De-Tracking and school to work transition: Evidence from a German Secondary School Reform

About this Session

Time

Thu. 16.04. 12:00

Room

Speaker

Early tracking can reinforce educational inequalities by limiting upward mobility, particularly for students from disadvantaged backgrounds, in particular those with a migration background. In Germany, students have traditionally been divided into three distinct school tracks at an early age, resulting in low educational mobility. Around 2010, eight of the sixteen German federal states responded by restructuring their secondary school systems: they merged lower-tier schools (Hauptschule and Realschule), thereby replacing the traditional three-tier structure with a two-tier system. While previous studies have examined the effects of similar reforms on academic performance, we focus on their impact on educational attainment and transitions into employment and post-secondary education. Our analysis exploits variation in the timing of reform implementation at the school level and applies a difference-in-differences design using rich administrative social security data. The data cover more than 100,000 students and link their education and employment histories to 186 post-reform schools. We find that the educational attainment of migrant students improves following the reform: the share of students leaving school with only the most basic degree declines by 3.6 percentage points, corresponding to a 16 percent reduction. Despite these gains in school-leaving qualifications, effects on school-to-work transitions 10 years after secondary school enrolment (at age 20/21) remain limited.
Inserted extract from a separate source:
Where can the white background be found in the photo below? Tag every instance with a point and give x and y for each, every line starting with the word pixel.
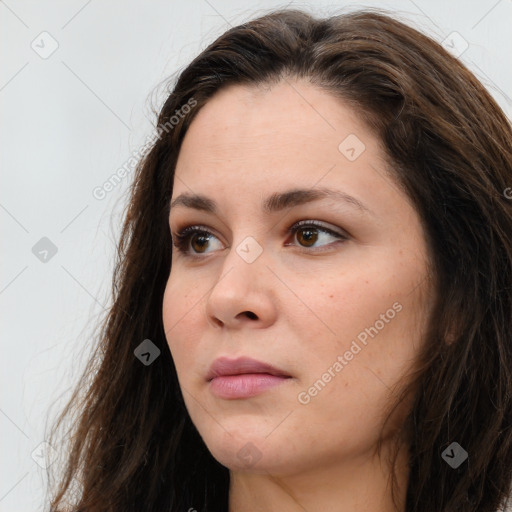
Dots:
pixel 68 122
Migrant students spend more days in training after the reform, a result mainly driven by disadvantaged migrants from welfare-dependent households, but vocational training participation, employment rates, and wages remain unaffected. By providing causal evidence on the effects of detracking, our findings contribute to the broader debate on educational mobility and offer important insights for policies aimed at reducing structural inequalities in education and the labor market.